We will not transfer your data to countries outside the European Economic Area.
How do we protect data?
We take the security of your data seriously. We have internal policies and controls in place to try to ensure that your data is not lost, accidentally destroyed, misused or disclosed, and is not accessed except by its employees in the performance of their duties.
Where we engage third parties to process personal data on our behalf, they do so on the basis of written instructions, are under a duty of confidentiality and are obliged to implement appropriate technical and organisational measures to ensure the security of data.

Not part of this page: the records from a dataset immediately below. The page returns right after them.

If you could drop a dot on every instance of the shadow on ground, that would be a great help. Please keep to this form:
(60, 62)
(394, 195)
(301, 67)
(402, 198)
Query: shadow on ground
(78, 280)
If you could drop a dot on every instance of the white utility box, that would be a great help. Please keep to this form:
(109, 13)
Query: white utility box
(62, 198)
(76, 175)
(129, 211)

For how long do we keep data?
We will hold your personal data for the duration of your volunteering with us. We will retain your information if you request that we do this after your leaving us for the purposes of providing you with a reference. The period for which your data will be held after the end of your volunteering will be as agreed with yourself
As a data subject, you have a number of rights. You can:
- access and obtain a copy of your data on request;
- require us to change incorrect or incomplete data;
- require us to delete or stop processing your data, for example where the data is no longer necessary for the purposes of processing; and
- object to the processing of your data where we are relying on legitimate interests as the legal ground for processing.
If you would like to exercise any of these rights, please contact Katya Allcott firstname.lastname@example.org
If you believe that we has not complied with your data protection rights, you can complain to the Information Commissioner.